Sevel, Uil vuole lo sciopero unitario

1 Settembre 2021

Atessa. Il segretario Manzi: «Fiom stia con noi». Pd: «Forte preoccupazione»

ATESSA. Fa appello ad uno sciopero unitario in Sevel la Uilm-Uil Chieti-Pescara. A seguito dell'incontro con la direzione aziendale che doveva dare risposte chiare in merito alla stabilizzazione di oltre 700 precari e che invece ha visto l'azienda arroccarsi dietro secchi no ad ogni richiesta, la Uilm, assieme agli altri sindacati, si appresta a chiudere con esito negativo la cosiddetta “procedura di raffreddamento”, anticamera dello sciopero.
«Rivendichiamo la stabilizzazione dei lavoratori somministrati, a partire da quelli con maggiore anzianità di servizio», interviene il segretario Nicola Manzi, «la equiparazione degli incentivi per i turni, nonché la discussione sulla gestione dei part-time, sul ruolo delle commissioni, sull’avviamento Mca e vogliamo ottenere risposte tempestive sulle professionalità. Sono problematiche poste da noi e dagli altri sindacati firmatari del contratto collettivo specifico di Stellantis, ma che pensiamo possano essere condivise anche con i colleghi della Fiom con cui certamente ci confronteremo. In questa fase lo sciopero e tutte le iniziative sindacali sono strumenti indispensabili per dare forza alle rivendicazioni dei lavoratori e soprattutto per guardare al futuro della Sevel».
Lo sciopero sarà deciso al rientro dei dipendenti dalla cassa integrazione, il 6 settembre, a causa della mancanza di materiali di fornitura. «La Sevel di Atessa», ricorda ancora Manzi, «compreso l’indotto, dà lavoro a oltre 20.000 addetti, rappresenta il 13% sul Pil della regione Abruzzo ed è l’unico stabilimento in Italia che continua ad incassare record produttivi dal 2010, pertanto a Stellantis chiediamo risposte positive».
Ed è in apprensione per la questione sollevata in Sevel anche il Pd regionale. «Esprimiamo forte preoccupazione per quanto sta accadendo nello stabilimento Sevel di Atessa, in cui sono a rischio 705 posti di lavoro di operai somministrati», dichiarano Michele Fina, segretario del Pd Abruzzo, Daniele Marinelli e Lisa Vadini, responsabili rispettivamente economia e lavoro del partito regionale, «in base ai dati forniti, è evidente che i livelli occupazionali di Sevel del 2021 sono i più bassi di sempre.
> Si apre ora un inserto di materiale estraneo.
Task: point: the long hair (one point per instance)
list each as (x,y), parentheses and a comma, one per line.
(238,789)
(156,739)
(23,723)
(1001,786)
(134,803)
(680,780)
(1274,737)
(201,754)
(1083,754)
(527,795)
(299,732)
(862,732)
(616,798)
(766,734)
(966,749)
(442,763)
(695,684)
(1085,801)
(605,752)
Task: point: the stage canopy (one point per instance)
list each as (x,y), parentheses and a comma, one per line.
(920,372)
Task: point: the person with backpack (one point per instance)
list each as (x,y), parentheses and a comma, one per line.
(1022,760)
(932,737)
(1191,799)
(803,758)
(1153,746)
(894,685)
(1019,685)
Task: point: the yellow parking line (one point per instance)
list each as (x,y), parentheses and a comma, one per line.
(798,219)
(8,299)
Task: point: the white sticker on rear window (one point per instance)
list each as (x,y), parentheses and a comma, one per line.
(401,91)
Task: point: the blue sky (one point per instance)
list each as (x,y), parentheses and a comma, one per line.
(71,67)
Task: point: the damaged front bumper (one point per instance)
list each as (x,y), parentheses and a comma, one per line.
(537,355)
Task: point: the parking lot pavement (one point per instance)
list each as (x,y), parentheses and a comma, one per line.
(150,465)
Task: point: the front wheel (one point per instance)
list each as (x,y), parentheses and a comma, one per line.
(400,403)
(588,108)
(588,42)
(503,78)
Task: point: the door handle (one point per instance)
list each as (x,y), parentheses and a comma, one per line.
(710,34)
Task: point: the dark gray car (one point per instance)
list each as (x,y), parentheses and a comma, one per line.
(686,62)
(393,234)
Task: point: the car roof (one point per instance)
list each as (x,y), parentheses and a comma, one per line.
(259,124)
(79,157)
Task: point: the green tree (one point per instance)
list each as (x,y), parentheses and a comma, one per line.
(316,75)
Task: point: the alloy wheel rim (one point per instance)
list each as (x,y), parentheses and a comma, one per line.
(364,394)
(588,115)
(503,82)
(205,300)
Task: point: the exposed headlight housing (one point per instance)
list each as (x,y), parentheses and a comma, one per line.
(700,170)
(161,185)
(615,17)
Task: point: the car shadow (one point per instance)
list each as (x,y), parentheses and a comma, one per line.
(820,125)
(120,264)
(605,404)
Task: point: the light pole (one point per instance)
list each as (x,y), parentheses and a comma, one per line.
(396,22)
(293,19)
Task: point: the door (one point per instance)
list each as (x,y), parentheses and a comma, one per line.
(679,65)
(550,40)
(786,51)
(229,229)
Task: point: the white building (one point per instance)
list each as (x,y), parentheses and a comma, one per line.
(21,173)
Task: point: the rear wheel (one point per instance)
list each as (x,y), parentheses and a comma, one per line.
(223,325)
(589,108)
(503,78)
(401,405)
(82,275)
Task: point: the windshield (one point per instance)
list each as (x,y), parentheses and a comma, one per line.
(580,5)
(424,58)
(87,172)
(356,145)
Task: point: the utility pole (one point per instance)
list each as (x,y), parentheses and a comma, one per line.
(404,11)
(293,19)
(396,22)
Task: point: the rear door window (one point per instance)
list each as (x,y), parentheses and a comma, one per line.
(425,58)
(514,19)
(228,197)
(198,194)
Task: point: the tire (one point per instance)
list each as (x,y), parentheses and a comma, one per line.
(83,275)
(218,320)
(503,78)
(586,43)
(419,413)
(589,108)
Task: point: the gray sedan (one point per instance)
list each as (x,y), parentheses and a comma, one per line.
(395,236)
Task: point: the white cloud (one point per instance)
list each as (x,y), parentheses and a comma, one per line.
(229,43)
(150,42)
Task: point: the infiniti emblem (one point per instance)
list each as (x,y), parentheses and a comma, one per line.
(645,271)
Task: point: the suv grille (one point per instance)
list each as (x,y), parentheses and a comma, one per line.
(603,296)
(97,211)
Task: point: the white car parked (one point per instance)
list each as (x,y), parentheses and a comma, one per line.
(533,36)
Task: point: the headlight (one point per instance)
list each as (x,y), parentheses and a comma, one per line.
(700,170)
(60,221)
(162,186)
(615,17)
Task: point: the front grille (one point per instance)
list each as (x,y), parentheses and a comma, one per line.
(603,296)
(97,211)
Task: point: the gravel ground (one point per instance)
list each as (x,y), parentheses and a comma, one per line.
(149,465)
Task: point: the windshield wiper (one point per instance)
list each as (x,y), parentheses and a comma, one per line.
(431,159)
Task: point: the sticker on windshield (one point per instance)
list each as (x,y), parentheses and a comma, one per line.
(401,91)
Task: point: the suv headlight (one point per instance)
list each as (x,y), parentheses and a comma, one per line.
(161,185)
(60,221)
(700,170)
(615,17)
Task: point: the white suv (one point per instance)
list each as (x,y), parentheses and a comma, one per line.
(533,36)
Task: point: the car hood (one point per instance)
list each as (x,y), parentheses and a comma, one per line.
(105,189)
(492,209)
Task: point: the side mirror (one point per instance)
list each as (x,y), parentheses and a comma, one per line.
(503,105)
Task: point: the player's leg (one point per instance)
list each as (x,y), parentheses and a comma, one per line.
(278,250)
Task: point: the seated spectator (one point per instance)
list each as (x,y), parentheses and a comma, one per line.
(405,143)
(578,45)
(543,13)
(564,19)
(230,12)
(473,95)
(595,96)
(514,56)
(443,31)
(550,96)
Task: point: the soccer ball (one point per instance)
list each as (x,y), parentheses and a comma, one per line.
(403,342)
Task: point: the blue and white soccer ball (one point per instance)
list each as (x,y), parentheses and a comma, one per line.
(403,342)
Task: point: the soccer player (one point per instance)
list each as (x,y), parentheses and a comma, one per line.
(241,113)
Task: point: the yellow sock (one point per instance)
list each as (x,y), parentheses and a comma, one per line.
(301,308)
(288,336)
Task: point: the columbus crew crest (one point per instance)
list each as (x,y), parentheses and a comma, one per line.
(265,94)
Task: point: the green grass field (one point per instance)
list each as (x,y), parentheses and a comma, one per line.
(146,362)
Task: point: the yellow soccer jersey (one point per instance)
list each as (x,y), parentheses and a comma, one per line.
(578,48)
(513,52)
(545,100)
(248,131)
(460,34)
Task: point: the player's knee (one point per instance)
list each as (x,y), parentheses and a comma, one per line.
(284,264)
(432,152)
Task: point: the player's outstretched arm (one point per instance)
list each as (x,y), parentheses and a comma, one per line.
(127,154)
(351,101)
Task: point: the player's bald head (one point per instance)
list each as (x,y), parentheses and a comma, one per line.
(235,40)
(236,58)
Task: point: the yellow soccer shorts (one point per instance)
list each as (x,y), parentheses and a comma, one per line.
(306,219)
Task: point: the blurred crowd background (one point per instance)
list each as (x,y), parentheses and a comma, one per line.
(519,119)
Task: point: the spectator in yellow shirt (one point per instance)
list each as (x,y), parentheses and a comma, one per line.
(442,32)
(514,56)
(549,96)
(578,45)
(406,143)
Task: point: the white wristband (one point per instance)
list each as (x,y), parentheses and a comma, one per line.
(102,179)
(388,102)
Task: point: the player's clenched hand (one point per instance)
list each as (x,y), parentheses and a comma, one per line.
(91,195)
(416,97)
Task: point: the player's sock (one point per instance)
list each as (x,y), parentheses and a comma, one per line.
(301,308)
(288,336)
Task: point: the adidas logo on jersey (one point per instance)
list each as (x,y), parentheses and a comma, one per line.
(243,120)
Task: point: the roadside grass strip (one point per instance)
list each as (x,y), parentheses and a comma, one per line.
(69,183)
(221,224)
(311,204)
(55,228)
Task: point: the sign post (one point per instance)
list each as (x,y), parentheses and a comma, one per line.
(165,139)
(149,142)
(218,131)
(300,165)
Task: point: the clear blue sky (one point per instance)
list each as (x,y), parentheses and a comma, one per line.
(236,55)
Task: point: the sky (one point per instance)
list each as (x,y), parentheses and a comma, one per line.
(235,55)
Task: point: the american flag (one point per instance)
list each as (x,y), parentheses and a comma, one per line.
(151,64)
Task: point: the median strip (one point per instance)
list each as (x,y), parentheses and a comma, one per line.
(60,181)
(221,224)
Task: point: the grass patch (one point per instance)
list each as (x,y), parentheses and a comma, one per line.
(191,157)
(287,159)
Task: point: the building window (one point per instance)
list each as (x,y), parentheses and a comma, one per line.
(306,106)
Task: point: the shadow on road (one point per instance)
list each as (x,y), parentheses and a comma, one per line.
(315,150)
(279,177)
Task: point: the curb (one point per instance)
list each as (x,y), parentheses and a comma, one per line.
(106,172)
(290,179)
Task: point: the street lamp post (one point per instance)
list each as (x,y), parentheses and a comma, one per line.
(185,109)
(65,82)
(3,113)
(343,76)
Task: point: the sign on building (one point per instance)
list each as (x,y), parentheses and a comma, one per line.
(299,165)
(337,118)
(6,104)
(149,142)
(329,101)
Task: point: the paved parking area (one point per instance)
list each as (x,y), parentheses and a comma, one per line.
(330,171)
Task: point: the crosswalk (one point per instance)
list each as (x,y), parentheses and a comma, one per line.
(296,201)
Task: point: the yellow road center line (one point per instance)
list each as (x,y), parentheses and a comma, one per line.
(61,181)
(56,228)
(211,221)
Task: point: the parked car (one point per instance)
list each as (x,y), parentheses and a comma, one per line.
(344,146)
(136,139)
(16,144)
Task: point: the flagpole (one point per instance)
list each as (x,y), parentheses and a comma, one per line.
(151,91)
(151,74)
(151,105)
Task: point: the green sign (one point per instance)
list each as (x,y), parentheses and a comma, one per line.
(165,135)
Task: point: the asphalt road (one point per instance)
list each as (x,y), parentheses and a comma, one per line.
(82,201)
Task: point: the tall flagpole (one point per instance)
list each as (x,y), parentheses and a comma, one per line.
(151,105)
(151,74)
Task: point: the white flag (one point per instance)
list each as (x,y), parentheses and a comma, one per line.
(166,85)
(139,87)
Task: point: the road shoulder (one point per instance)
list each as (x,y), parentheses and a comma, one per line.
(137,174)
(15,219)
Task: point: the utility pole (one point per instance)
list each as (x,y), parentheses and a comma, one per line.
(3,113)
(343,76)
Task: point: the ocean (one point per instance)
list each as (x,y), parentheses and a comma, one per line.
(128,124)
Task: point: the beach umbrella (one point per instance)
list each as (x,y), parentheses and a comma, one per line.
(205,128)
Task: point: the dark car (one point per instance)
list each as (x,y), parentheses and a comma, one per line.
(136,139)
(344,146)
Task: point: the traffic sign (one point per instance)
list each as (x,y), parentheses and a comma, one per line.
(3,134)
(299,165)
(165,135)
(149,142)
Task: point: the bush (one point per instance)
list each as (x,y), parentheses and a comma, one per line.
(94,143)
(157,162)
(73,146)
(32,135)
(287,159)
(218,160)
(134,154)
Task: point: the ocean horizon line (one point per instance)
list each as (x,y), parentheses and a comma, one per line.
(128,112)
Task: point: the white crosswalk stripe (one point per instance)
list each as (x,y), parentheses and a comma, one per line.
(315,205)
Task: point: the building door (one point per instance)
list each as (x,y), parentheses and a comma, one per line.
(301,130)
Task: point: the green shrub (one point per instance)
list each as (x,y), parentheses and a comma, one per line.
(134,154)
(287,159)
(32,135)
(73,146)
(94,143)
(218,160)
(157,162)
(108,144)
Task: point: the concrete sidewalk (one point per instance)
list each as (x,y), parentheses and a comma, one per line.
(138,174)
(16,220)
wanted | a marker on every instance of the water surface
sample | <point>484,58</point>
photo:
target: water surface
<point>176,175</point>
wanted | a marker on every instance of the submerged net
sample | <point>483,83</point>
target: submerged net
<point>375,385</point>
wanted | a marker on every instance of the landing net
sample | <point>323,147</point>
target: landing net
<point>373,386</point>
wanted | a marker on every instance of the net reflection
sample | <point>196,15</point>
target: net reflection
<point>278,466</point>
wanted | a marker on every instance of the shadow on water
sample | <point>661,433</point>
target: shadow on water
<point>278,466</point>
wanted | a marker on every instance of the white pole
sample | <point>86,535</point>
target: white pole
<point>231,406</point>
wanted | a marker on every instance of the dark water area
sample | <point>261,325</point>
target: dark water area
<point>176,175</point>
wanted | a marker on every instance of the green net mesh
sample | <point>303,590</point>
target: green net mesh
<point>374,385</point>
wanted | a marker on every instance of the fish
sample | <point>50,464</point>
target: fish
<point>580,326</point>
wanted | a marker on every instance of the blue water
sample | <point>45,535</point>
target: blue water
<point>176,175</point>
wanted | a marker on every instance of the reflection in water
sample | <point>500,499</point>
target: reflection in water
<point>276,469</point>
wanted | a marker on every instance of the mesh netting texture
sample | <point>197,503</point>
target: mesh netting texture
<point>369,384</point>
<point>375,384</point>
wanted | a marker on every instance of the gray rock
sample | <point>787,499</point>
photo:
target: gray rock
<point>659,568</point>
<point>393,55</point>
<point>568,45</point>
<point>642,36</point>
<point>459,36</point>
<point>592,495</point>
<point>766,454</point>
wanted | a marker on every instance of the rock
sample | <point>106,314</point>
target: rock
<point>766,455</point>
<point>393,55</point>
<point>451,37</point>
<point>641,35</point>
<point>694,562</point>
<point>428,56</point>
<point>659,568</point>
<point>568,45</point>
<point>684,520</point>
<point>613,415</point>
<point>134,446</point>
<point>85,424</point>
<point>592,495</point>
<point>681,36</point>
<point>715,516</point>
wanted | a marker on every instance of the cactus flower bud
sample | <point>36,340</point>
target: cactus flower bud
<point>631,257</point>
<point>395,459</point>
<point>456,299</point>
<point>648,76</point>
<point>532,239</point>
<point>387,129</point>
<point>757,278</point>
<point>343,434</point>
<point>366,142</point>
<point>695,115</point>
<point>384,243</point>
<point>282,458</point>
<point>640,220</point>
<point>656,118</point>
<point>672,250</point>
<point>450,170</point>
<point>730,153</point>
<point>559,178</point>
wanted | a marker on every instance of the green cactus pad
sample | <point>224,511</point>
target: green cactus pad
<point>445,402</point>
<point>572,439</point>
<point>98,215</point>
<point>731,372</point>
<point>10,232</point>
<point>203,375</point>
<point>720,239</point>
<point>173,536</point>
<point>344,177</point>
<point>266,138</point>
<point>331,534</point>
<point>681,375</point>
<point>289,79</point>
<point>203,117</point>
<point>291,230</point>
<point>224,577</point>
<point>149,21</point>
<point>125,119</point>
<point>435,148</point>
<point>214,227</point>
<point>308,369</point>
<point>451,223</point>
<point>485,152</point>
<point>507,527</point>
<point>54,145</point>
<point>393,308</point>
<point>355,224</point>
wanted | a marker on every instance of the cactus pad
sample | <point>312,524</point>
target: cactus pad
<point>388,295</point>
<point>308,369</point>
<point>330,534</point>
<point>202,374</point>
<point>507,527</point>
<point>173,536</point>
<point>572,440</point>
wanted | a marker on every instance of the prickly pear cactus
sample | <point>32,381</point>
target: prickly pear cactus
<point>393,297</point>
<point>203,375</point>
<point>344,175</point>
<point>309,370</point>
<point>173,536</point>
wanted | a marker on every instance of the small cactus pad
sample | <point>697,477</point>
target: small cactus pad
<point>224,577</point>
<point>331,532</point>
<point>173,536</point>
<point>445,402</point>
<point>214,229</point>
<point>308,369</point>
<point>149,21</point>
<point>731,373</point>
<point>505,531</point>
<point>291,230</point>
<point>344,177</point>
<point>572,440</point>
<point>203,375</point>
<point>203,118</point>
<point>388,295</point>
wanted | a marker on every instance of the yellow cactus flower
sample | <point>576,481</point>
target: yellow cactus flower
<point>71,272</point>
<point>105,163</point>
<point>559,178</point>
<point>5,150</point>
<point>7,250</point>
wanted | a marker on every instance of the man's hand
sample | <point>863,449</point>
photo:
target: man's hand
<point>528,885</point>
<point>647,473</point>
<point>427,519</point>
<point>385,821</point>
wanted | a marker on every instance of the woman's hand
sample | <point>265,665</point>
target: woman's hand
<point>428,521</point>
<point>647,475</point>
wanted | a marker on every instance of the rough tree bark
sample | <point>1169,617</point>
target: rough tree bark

Questa situazione rende sempre più complesso comprendere quali sono le determinazioni di Stellantis relativamente all’unità produttiva che solo nel 2021 ha garantito la produzione di ben 300mila veicoli commerciali e che da tempo è interessata alla transizione ecologica che investe l’automotive». (d.d.l.)